Union Canal Tunnel
40 20 58.5 N
76 27 41.0 W
The Union Canal Tunnel is the oldest existing transportation tunnel in the United States.
According to oral history, George Washington visited the canal diggings in 1792, and then again in 1794, while he was accompanying troops to suppress the Whiskey Rebellion in Western Pennsylvania.
The Union Canal Tunnel was a crucial structure allowing the connection of the eastern and western branches of the 82-mile Union Canal. The canal snaked from Middletown on to Reading, where it converged with the Schuylkill River, providing a direct water link from Harrisburg to Philadelphia. The oldest existing tunnel in the U.S., it was created through 729 feet of solid slate rock with veins of hard, flinty limestone. It was constructed through the ridge dividing the Quittapahilla Creek and Clark's Run.
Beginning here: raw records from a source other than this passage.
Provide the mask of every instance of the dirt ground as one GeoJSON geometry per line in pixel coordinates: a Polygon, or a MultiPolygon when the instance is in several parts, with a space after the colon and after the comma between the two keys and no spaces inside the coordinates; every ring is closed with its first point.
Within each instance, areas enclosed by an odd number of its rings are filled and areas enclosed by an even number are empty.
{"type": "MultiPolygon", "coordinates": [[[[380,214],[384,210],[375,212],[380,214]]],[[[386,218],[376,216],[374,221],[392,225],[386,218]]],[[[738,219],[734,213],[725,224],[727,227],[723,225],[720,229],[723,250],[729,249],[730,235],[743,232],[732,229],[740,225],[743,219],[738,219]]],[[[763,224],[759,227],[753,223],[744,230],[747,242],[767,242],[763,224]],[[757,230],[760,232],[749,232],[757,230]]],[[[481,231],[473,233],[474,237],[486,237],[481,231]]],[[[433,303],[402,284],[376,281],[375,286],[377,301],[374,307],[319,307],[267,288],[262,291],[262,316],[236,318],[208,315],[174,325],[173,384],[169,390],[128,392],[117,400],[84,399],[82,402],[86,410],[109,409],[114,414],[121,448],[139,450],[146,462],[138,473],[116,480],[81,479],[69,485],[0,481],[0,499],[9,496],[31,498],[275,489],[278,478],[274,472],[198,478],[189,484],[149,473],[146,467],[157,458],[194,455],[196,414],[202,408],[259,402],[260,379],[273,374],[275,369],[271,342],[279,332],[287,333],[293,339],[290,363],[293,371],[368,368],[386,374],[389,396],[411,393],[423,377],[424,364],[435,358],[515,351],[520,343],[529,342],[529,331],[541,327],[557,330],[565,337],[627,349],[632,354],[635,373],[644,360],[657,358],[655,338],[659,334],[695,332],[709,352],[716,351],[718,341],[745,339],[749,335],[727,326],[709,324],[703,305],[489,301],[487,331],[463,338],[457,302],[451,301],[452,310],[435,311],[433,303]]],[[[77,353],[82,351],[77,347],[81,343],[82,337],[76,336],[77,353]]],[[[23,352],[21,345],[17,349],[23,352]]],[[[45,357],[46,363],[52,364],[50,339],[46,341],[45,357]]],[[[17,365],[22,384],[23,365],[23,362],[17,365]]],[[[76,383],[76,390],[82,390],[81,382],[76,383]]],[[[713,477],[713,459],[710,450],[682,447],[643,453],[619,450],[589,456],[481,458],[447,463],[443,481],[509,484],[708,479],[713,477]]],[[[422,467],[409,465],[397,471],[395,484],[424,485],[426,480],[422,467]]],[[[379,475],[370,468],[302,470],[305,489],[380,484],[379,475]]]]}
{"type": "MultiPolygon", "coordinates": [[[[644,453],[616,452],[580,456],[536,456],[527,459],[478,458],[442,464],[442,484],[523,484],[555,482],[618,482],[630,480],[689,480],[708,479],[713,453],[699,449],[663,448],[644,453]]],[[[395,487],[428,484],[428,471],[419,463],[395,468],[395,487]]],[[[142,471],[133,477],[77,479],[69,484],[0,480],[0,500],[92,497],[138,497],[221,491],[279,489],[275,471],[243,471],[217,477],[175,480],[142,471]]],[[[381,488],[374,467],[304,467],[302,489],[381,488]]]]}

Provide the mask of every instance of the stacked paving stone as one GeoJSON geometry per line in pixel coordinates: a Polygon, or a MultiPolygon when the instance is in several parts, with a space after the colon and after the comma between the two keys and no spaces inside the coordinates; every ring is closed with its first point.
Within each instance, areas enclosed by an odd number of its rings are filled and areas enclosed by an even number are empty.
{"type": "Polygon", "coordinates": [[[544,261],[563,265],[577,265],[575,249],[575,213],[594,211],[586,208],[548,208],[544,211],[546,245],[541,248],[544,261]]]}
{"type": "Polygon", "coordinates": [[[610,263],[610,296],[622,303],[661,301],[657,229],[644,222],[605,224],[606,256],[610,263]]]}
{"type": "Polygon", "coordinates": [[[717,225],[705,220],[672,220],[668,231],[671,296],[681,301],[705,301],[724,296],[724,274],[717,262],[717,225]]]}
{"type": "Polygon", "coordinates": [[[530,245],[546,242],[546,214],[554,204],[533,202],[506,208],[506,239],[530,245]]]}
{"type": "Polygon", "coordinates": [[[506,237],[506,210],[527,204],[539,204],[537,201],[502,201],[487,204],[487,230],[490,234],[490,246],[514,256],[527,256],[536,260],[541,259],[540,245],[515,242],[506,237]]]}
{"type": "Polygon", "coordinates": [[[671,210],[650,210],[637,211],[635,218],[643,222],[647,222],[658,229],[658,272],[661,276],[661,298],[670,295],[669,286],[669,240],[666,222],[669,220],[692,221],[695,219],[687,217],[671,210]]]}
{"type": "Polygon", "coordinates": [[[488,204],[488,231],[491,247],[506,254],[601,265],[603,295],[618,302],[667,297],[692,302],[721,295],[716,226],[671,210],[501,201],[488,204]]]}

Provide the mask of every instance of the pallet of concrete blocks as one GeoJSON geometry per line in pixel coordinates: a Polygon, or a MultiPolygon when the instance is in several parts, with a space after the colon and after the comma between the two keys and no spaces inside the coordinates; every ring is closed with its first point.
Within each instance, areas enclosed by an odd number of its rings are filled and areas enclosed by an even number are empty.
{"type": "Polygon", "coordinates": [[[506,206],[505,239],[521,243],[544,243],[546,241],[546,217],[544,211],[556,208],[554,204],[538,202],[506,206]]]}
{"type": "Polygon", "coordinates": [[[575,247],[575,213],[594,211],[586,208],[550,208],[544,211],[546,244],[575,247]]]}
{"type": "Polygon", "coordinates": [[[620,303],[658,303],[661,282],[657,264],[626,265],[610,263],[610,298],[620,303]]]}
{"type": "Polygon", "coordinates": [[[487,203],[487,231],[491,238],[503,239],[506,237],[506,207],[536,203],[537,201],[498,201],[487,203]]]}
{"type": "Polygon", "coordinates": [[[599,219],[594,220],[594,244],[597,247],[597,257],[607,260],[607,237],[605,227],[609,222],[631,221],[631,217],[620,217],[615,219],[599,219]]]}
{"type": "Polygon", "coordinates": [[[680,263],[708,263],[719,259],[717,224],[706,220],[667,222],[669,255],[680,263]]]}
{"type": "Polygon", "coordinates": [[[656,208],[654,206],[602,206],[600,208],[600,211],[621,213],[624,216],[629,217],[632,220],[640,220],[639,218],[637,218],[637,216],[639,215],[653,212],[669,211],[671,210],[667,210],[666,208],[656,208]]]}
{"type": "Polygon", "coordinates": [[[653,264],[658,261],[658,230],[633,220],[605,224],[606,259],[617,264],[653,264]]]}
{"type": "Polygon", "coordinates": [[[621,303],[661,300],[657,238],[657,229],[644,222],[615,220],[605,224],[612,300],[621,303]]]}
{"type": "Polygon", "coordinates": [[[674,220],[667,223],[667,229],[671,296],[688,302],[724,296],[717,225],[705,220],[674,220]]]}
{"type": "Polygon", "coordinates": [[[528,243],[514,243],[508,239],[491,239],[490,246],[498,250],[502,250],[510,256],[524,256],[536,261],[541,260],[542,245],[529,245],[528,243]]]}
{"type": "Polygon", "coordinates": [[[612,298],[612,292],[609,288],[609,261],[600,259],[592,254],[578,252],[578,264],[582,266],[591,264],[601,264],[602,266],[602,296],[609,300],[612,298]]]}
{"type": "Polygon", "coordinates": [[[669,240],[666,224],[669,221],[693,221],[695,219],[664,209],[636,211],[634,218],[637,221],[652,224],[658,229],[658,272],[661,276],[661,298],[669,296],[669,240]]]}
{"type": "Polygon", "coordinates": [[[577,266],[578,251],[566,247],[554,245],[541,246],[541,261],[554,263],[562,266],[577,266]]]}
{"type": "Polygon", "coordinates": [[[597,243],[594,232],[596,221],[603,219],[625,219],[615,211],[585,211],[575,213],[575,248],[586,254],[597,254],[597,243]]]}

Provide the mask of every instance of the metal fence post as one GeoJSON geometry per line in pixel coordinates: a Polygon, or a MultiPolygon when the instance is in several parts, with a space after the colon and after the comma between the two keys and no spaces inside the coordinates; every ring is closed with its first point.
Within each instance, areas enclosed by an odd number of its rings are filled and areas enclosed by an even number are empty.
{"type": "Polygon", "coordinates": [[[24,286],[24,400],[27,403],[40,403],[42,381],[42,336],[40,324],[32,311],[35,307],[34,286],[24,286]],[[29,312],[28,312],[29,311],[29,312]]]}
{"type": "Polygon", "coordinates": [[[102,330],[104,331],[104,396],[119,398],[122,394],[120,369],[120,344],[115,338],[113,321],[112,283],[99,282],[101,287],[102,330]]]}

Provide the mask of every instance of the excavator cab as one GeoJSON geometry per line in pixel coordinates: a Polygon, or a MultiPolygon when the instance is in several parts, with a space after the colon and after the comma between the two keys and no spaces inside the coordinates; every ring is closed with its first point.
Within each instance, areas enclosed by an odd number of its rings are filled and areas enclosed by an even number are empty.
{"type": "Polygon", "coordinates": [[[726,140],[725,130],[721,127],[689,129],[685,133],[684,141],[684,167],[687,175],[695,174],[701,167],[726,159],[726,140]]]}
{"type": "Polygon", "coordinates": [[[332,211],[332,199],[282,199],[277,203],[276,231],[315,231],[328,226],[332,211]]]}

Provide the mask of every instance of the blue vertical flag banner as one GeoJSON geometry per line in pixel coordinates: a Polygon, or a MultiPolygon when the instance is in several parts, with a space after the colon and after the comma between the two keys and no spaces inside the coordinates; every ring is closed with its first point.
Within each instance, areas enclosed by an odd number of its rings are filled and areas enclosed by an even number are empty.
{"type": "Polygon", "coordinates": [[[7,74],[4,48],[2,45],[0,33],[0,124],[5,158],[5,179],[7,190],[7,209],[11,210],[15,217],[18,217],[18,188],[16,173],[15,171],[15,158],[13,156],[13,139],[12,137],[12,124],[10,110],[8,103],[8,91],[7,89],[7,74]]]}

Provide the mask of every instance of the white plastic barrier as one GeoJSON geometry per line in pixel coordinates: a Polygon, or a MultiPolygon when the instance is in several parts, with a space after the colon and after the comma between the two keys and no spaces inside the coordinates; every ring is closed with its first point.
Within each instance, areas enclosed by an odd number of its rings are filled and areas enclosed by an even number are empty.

As early as the 1760s, consideration was given to constructing a waterway that would speed shipments between the east and the west. In 1791 the Pennsylvania Assembly passed an act authorizing the formation of the Schuylkill and Susquehanna Navigation Company, whose purpose was to connect the two rivers by canal. Work was begun the next year, but suspended in 1794 due to financial difficulties. Frequent attempts to revive the project were unsuccessful until the Union Canal Company was created by another act of the state assembly in 1811.
Facts
- Boring was undertaken by hand, using picks and shovels.
- Gunpowder was used to blast through the rock.
- Progress on the work was five lineal yards per week.
- The tunnel measured 18 feet in width and 14 feet in height and was created for a cost of $31,000.
- Boats were poled through the tunnel and mules were walked over the top.